Power-up sequencing is becoming more of a hard requirement for modern adaptive SoCs. The POR_B input must be asserted Low during the power-on sequence and continue to be asserted for a minimum duration of TPOR_B (10 μs) after all the required supplies of the active domains have reached their final voltages. Additional power management is required to power only the platform management controller (PMC) and then actively manage power to the processing system and programmable logic domains. If additional power management is not employed, all domain voltages must be at their final voltages at the release of POR_B. Before the deassertion of POR_B, the REF_CLK must be operating within specification. POR_B is not required for power-down sequencing.
The timings for the power-up sequence are shown in the following figure. The ramp time (TRAMP) is the time in which the VRM must ramp up the voltage to 95% of its final value within 0.2 ms to 40 ms. There is no defined time delay (TDELAY) specification between the power up of rails, but it is recommended to avoid long delays between rails as described in Answer Record 76259. Once the previous rail has reached its target voltage, the next rail in the sequence can begin its ramp up. AMD FPGAs and adaptive SoCs require that the voltages on all rails are ramped up monotonically, i.e., the voltage does not decrease after it has begun to ramp up.

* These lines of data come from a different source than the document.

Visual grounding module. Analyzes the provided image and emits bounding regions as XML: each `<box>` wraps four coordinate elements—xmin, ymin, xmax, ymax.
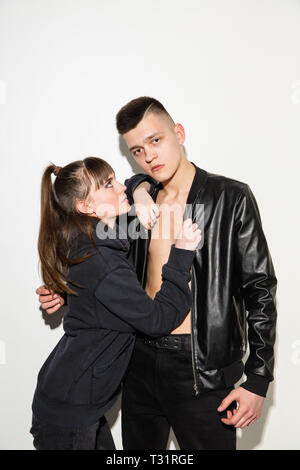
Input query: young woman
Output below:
<box><xmin>30</xmin><ymin>157</ymin><xmax>201</xmax><ymax>450</ymax></box>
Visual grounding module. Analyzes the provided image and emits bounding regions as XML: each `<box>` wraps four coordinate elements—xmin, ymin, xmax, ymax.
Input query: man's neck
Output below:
<box><xmin>161</xmin><ymin>157</ymin><xmax>196</xmax><ymax>199</ymax></box>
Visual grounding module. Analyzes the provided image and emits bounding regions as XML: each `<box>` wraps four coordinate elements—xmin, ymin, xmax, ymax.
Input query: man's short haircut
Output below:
<box><xmin>116</xmin><ymin>96</ymin><xmax>175</xmax><ymax>135</ymax></box>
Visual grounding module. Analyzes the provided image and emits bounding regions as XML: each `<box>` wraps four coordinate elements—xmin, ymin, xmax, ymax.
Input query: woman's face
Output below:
<box><xmin>89</xmin><ymin>173</ymin><xmax>130</xmax><ymax>222</ymax></box>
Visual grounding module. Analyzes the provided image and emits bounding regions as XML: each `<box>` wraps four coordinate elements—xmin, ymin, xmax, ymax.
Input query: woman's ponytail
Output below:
<box><xmin>38</xmin><ymin>164</ymin><xmax>72</xmax><ymax>293</ymax></box>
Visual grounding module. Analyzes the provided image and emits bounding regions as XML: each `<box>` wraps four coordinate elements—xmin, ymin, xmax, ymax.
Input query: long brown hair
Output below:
<box><xmin>38</xmin><ymin>157</ymin><xmax>114</xmax><ymax>294</ymax></box>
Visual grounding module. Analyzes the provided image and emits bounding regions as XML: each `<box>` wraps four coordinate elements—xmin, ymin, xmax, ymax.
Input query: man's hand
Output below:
<box><xmin>35</xmin><ymin>286</ymin><xmax>65</xmax><ymax>314</ymax></box>
<box><xmin>218</xmin><ymin>387</ymin><xmax>264</xmax><ymax>428</ymax></box>
<box><xmin>133</xmin><ymin>181</ymin><xmax>160</xmax><ymax>230</ymax></box>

The sequencing controller can assume the time delays before the powering of the next rail. For example, if the regulator takes 10 ms to power up, a time delay of this value can be added before the next rail begins to power up. Alternatively, feedback can be implemented to the controller/sequencer from the regulators using the power good (PG) signals to determine that the rail has successfully powered on. This is the preferred method for safety applications for full visibility of a successful sequence but also adds complexity.
Pre-bias might be experienced in some power-up scenarios but this varies greatly depending on user board design. Versal devices have been designed with boundaries to avoid DC paths between blocks internal to the device, but pre-bias can sometimes be caused by other components on the board. Pre-bias is not characterized, and these voltages tend to be low load (µA).